Autoimmunerkrankungen

Wie Viren zu Diabetes führen

Berlin - 15.09.2010, 06:55 Uhr


Signalwege, die an der Entstehung von Typ-1-Diabetes beteiligt sind, überlappen mit Signalwegen, die durch eine Infektion mit dem Epstein-Barr-Virus angeschaltet werden.

Ob ein Gen abgelesen und in das entsprechende Proteinprodukt übersetzt wird oder nicht, hängt unter anderem von Transkriptionsfaktoren ab. Diese binden an regulatorische Regionen eines Gens und können es auf diese Weise stilllegen oder in der gewünschten Stärke ablesen lassen.

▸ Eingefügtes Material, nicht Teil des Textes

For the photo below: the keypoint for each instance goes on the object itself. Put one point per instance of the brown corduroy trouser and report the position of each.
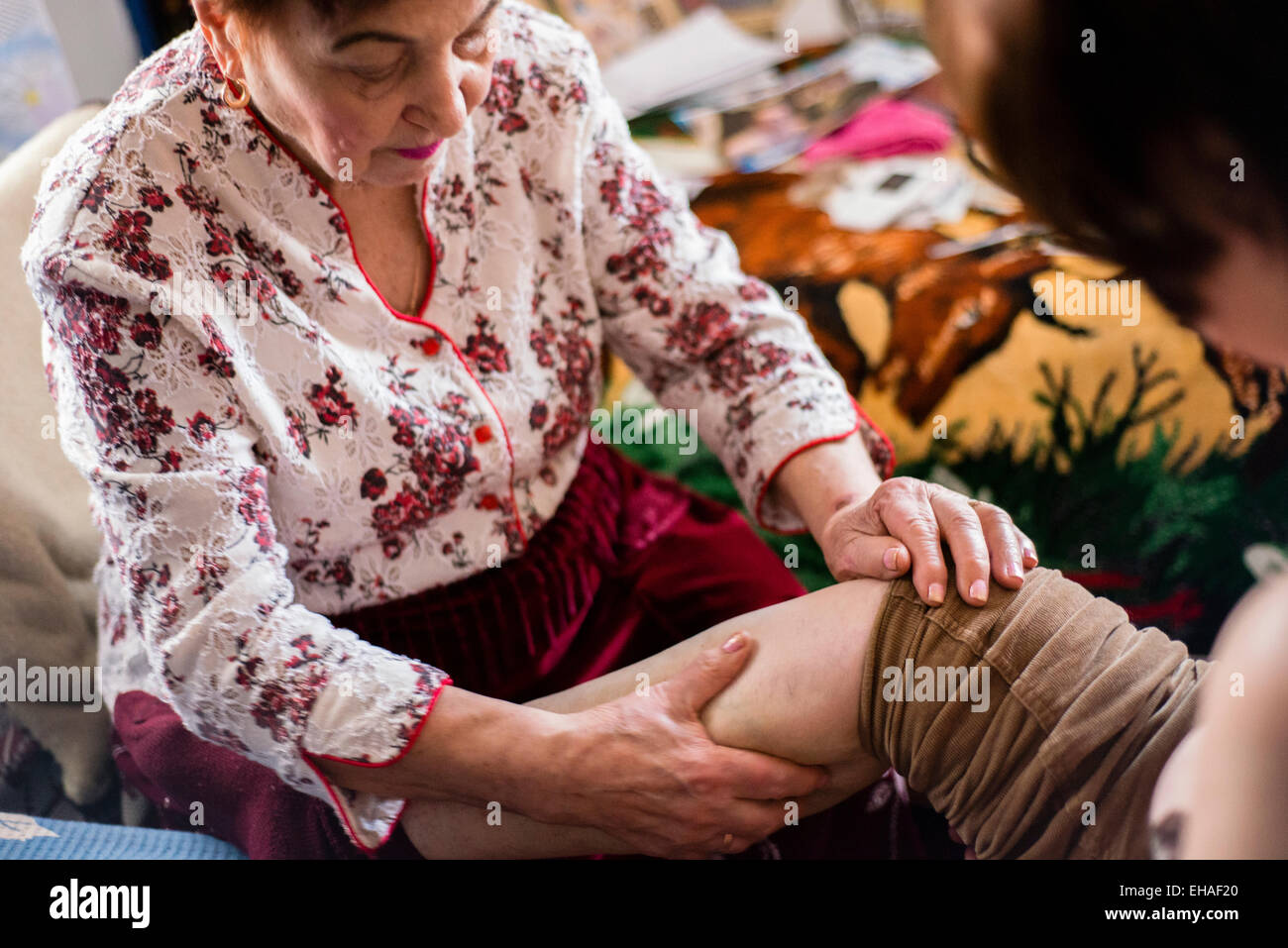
(1035, 724)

Die Forscher haben nun bei Ratten einen Transkriptionsfaktor identifiziert, der ein Gennetzwerk steuert, in das mehrere bekannte Risikogene für Typ-1-Diabetes eingebunden sind, den Transkriptionsfaktor IRF7 (interferon regulatory factor 7).

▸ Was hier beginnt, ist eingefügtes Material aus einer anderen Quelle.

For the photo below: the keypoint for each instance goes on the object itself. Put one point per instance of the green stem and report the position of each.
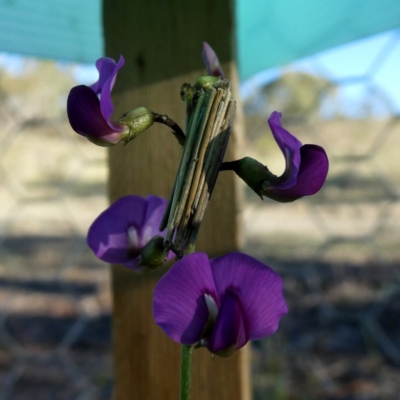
(186, 366)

Das Netzwerk, das die Forscher iDIN (IRF7-driven inflammatory network) genannt haben, enthält 305 Gene. Darunter sind mehrere Gene, die insbesondere in Makrophagen eine Rolle spielen. Diese sind an der Bekämpfung von Viren, aber auch an der Entstehung des Typ-1-Diabetes maßgeblich beteiligt.

Die neuen Untersuchungen zeigen, dass die in den Makrophagen aktivierten Signalwege, die an der Entstehung von Typ-1-Diabetes beteiligt sind, mit Signalwegen überlappen, die durch eine Infektion mit dem Epstein-Barr-Virus angeschaltet werden. So konnten die Wissenschaftler das Gen Ebi2 (Epstein-Barr virus-induced gene 2) identifizieren, das die Expression des Transkriptionsfaktors IRF7 und damit das Gennetzwerk iDIN beeinflusst. Ebi2 kodiert für ein Rezeptormolekül, das von den Forschern auf Makrophagen verschiedener Gewebe der Maus nachgewiesen werden konnte. Sie konnten im Maus- und im Rattenmodell zeigen, dass Tiere, die weniger EBI2-Protein bilden, mehr Makrophagen haben als Kontrolltiere.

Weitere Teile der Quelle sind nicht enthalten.